Hope, complacency, and the merits of small wins

Melanie Stetson Freeman/Staff
Partner farmers with Atlantic Sea Farms harvest kelp in Casco Bay on May 3, 2022, near Portland, Maine.

I get it. Nuance is not terribly ... pow! zap! or bang! Would you rather read about the end of the world as we know it, or about how complicated climate change can be? Yes, it could be catastrophic for some communities and it could wipe out countless species. But it is as yet unlikely to turn Earth into an unlivable wasteland. 

That’s why articles like this week’s cover story by Stephanie Hanes can, in some ways, be hard to compute. Is kelp farming off the coast of Maine a solution to climate change? Can it stop the environmental shifts that imperil New England lobstermen? No. But it is something. 

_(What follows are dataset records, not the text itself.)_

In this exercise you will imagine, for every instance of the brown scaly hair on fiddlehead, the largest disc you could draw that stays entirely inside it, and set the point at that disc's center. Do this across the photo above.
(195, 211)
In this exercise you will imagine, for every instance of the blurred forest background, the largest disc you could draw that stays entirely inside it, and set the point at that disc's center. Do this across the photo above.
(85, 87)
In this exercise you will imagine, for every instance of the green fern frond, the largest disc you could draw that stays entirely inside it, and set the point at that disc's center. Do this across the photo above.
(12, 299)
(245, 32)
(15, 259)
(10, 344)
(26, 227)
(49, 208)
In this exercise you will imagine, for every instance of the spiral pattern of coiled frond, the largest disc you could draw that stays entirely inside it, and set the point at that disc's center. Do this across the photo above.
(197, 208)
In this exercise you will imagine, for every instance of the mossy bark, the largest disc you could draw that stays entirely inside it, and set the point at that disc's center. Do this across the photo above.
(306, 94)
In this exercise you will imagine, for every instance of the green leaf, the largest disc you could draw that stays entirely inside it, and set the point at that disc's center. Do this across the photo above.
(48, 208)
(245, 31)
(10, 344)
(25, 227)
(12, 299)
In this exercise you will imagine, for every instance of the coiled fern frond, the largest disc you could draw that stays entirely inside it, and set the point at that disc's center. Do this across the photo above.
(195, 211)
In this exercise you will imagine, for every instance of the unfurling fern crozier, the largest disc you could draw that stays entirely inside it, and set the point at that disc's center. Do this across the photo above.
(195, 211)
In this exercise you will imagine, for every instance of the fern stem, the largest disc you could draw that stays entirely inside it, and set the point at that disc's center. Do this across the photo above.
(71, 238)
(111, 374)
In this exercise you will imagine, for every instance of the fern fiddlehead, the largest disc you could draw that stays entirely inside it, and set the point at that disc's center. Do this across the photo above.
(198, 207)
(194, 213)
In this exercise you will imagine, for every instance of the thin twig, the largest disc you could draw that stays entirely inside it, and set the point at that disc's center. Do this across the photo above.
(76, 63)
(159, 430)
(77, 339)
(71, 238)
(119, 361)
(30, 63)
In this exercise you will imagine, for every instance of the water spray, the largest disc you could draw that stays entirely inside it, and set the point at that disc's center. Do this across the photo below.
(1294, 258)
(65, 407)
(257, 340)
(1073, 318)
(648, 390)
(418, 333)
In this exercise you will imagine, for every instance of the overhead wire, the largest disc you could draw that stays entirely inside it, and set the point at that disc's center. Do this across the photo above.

As Stephanie writes, the steps being taken by Maine kelp farmers “will help, especially as they are repeated in different forms and ways.” The cooperation, the ecological stewardship, the changes to diet – all these things, multiplied, speak to potentially powerful ways humankind can move toward the balance that climate change has disturbed. 

But there’s a danger in articles like this. Indeed, there’s a danger in the whole Monitor approach – calm, thoughtful journalism that seeks credible hope. The danger is complacency.  

A friend of mine who attends Northeastern University says her fellow students refuse to acknowledge progress or nuance on hot-button issues such as climate change, race, or LGBTQ rights. Why? Because focusing on incremental wins can make it much harder to get energized. To take to the ramparts. To do something. When everything is going well enough, the tendency is to take the foot off the gas pedal. Calm often equals inaction.

Yet so much progress comes precisely from these times of agitation, when the status quo is seen as insufficient. True, climate change might not yet be “the end of the world,” but that makes for a much better protest sign or slogan than “Prepare for mass migration in the developing world and species extinction!” We cast things in extremes because that is often the very best way to get people off the couch and demanding the progress that is possible, but difficult and often achieved with no small tribulation.

Yet there is a danger to this approach, too. A recent article in Vox cites a 2021 study, which finds that more than half of those polled between ages 16 and 25 said climate change had “doomed” humanity. The article states, “Some ‘climate anxiety’ is the product of telling kids – falsely – that they have no future.”

How do we find the zeal that demands change and the nuance that does not warp our view of the world? How do we combine those things without losing our perspective or our urgency? Stephanie’s article is a great example of the Monitor’s attempt to do just that. 

Maine kelp farmers might not save the world. But they’re not sitting still, and their ingenuity and cooperation are an example of perhaps the best weapon we have in the fight against climate change – or any intractable problem. Even if it doesn’t make for the best protest banner.